Moving Jose would be great get rid of his contract and get a PG that play's D or knows how to.


----------



## ballocks (May 15, 2003)

while this season has been painful, it didn't exactly start here for me. frankly, i've been expecting this for at least three years- and i've been in pain for three years as a result. i used to be among the most optimistic of raptor fans but honestly, this here has been horrendous. i'm just watching the culture around this team and it's intolerable for me. maybe i'm not the most objective of observers anymore, but i'm adamant that this began with sam mitchell. it seems ridiculous for me to make that point _today_ but i can hardly think back to 2007 without punching a wall or something.  we won the division handily, and celebrated like no other achievement in franchise history- and yet we got bounced from the playoffs (without much resistance) *by one of our division rivals* and still justified it by saying they were the better team. (if they were, how did we win the division? and why did we even bother.... screw it.)

even thinking back to it today makes me want to puke. to me, that's not leadership; that is the essence- if not the birth- of complacency. and as we all know, complacency is the biggest killer of championship prospects- maybe the only one? seeing chris bosh, jose calderon and anthony parker and other impressionable souls nod their heads in agreement with sam was, to me, maybe the first travesty- the effects of which can honestly still be seen today. this is the standard now: small victories are enough. when that becomes acceptable, how are you going to raise the bar? 

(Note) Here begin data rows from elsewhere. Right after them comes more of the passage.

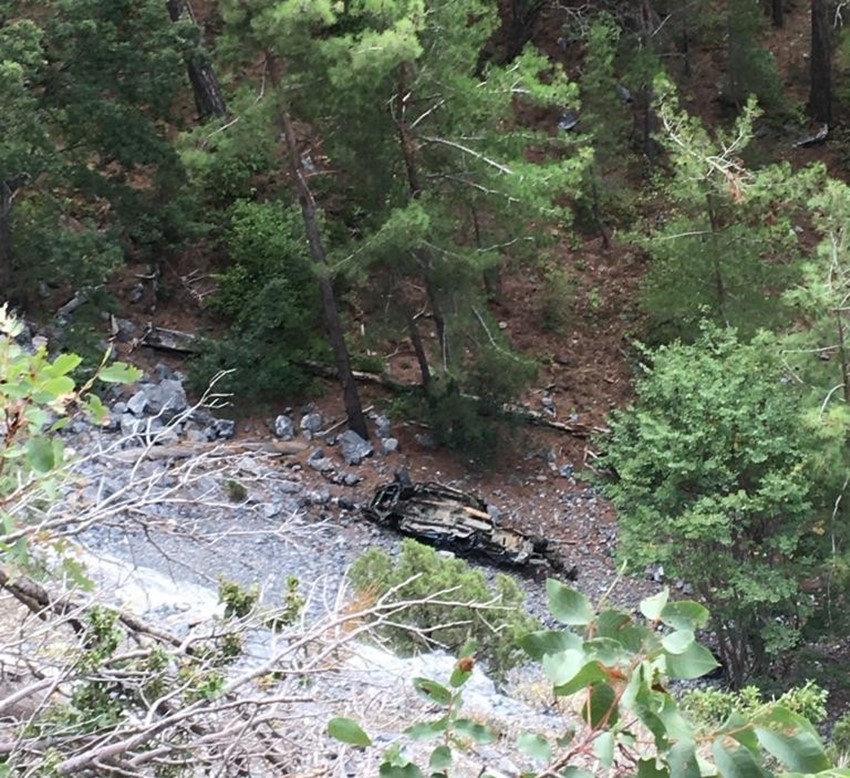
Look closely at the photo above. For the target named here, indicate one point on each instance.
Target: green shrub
(841, 734)
(270, 294)
(711, 476)
(421, 572)
(711, 707)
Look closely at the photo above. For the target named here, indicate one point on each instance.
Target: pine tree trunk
(209, 99)
(820, 95)
(333, 323)
(7, 277)
(408, 151)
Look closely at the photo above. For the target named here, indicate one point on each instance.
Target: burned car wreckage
(449, 518)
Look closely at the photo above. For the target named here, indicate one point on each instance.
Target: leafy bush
(617, 668)
(270, 294)
(421, 572)
(710, 476)
(711, 707)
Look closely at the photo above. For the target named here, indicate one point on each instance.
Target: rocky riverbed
(177, 500)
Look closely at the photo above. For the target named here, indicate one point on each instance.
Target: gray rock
(284, 427)
(382, 426)
(426, 440)
(389, 445)
(223, 429)
(312, 423)
(354, 448)
(139, 430)
(138, 403)
(194, 435)
(167, 398)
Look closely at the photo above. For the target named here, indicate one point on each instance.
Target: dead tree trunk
(820, 63)
(209, 99)
(333, 324)
(7, 275)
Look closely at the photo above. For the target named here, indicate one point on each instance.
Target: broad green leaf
(676, 726)
(534, 746)
(694, 662)
(562, 667)
(96, 409)
(54, 388)
(462, 670)
(63, 364)
(591, 673)
(576, 772)
(649, 768)
(601, 709)
(567, 605)
(652, 607)
(41, 454)
(801, 751)
(740, 728)
(606, 650)
(427, 729)
(475, 731)
(119, 373)
(408, 770)
(620, 626)
(538, 644)
(682, 759)
(684, 614)
(432, 691)
(736, 762)
(441, 758)
(348, 731)
(603, 747)
(459, 677)
(678, 642)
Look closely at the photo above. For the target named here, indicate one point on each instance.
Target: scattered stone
(426, 440)
(138, 403)
(382, 426)
(223, 429)
(167, 398)
(389, 445)
(354, 448)
(284, 427)
(311, 423)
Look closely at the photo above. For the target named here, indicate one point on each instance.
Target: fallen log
(186, 450)
(460, 522)
(169, 340)
(511, 410)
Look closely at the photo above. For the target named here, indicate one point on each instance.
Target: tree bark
(7, 276)
(333, 323)
(820, 94)
(414, 186)
(209, 99)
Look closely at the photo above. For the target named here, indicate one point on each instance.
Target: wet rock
(223, 429)
(389, 445)
(284, 427)
(382, 426)
(138, 403)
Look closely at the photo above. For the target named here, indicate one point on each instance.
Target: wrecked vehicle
(449, 518)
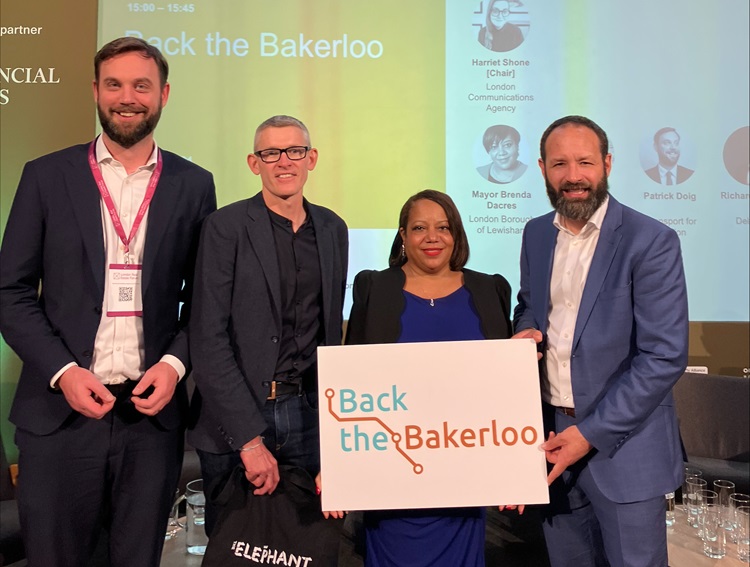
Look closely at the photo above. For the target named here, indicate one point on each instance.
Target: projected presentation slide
(404, 95)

you _could_ acquire jermaine o'neal.

you could trade him for shawn marion.

you could package _him_ for hedo turkoglu. 

or you could fire the coach.

and hire a brand-new staff.

you could do any _number_ of things but when it comes down to it, that cultural defect is so palpable that it doesn't matter what you do- it simply won't be enough. you'll be running in circles regardless. you won't know how to take the next step because you've already established that the next step is not as important to you as it is to other teams.

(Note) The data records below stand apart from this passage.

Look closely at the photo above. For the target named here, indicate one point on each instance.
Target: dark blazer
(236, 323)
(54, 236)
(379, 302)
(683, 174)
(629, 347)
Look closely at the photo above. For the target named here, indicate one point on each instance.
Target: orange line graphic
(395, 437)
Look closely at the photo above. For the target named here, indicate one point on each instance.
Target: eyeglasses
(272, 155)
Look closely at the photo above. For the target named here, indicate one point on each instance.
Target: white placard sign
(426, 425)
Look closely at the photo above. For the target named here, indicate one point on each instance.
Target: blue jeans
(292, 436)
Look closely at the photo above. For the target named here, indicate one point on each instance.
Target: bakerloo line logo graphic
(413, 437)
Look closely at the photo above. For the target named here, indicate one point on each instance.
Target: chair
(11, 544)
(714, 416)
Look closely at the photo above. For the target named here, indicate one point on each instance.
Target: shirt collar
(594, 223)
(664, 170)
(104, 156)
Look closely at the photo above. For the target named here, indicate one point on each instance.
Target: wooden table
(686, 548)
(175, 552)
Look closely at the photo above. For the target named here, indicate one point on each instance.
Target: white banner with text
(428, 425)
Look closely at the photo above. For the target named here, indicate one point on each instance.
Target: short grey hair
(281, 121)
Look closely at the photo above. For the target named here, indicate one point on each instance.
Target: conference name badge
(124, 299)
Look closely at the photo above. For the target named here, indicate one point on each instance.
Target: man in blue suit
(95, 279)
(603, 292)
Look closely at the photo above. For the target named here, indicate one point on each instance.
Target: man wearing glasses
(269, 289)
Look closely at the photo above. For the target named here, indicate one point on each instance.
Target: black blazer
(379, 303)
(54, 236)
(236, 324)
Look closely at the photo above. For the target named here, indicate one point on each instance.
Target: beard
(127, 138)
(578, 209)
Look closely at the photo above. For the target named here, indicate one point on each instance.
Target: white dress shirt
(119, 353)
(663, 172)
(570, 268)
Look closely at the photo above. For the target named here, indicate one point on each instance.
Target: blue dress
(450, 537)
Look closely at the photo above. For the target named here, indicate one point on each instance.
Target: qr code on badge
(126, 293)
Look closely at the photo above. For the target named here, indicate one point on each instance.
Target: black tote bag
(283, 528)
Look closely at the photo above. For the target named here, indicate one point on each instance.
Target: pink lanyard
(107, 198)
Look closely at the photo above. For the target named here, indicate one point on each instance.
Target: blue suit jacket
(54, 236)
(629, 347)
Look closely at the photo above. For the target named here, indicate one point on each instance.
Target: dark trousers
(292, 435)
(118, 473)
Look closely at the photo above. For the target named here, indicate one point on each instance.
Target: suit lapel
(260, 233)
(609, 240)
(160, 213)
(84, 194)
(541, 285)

think about how raptors apologists are justifying this season: charlotte has improved with youth; milwaukee has brandon jennings; miami is on the rebound and wade is among the biggest stars in the league; chicago is young and dynamic and finding a way. think about last year: philadelphia has improved; atlanta is finally getting some return from their trips to the lotto; new orleans is riding chris paul; denver has found good chemistry by dealing iverson; houston is using adelman's lessons to full benefit.

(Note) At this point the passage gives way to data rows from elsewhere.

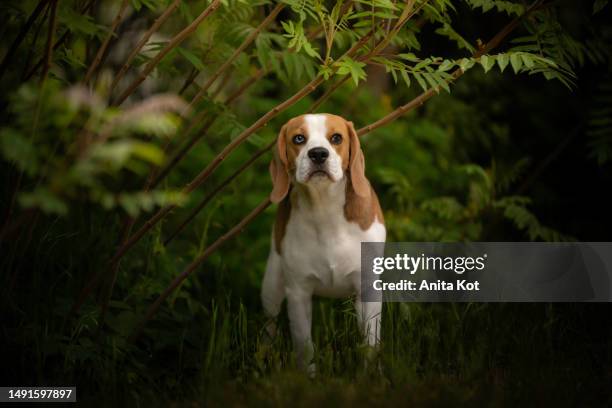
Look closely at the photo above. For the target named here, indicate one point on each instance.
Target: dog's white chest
(321, 249)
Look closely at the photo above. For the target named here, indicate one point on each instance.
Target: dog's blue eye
(299, 139)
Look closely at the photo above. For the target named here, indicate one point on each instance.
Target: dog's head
(318, 148)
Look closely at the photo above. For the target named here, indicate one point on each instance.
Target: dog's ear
(361, 186)
(279, 169)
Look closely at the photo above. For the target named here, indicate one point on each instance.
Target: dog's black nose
(318, 155)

i mean, somehow these are *valid excuses for teams passing the raptors in the standings.* but it's fans like us who are saying, "nothing there is 'valid', people! when are the _raptors_ going to improve? when are the _raptors_ going to become important like these other kids? when are the _raptors_ going to turn the corner? i'm not sure you know but we can't turn the corner unless we turn the corner! ok, milwaukee's riding brandon jennings, the italian pro- so why is it taking five years for our 7 ft'er with even more euro pro experience to get adjusted to the nba game? and why are we letting him off the hook without lighting a fire under his ass?"

until those questions get asked in the raptors locker room this'll never end, i reckon. we sowed our seed for complacency well before smitch was even let go. i'd say this now is five years in the making. i remember a road trip out west in late 2007- just after tj got knocked out in atlanta- where people/fans/media were justifying their horrendous performances on a nightly basis by saying "west coast trips are tough"- irrespective of the fact that these teams had worse records than the raptors at the time, and whether they did or they didn't was irrelevant, there's just no justifying blowouts at any level if you consider yourself nearly as competitive as the raptors did... and the raptors _were_ getting blown out, bullied, pushed around... pretty much the same dynamic killing the team today, imo. it's no coincidence to me that it's still there- we learned how to justify our inferiority complex long ago, ironically when we were "most successful".

make no mistake though, guys- the raps will make the playoffs. i'd even go so far as to say that chris'll probably re-sign, in light of some brighter future that may again fool him after the raptors take the cavs or whoever to five/six games in the first round. but before you breathe a sigh of relief, think about it: we have chris _today_, with more cap room or flexibility than we'll have later, and look how things are playing out. does it really make sense to look forward to next year (again)? 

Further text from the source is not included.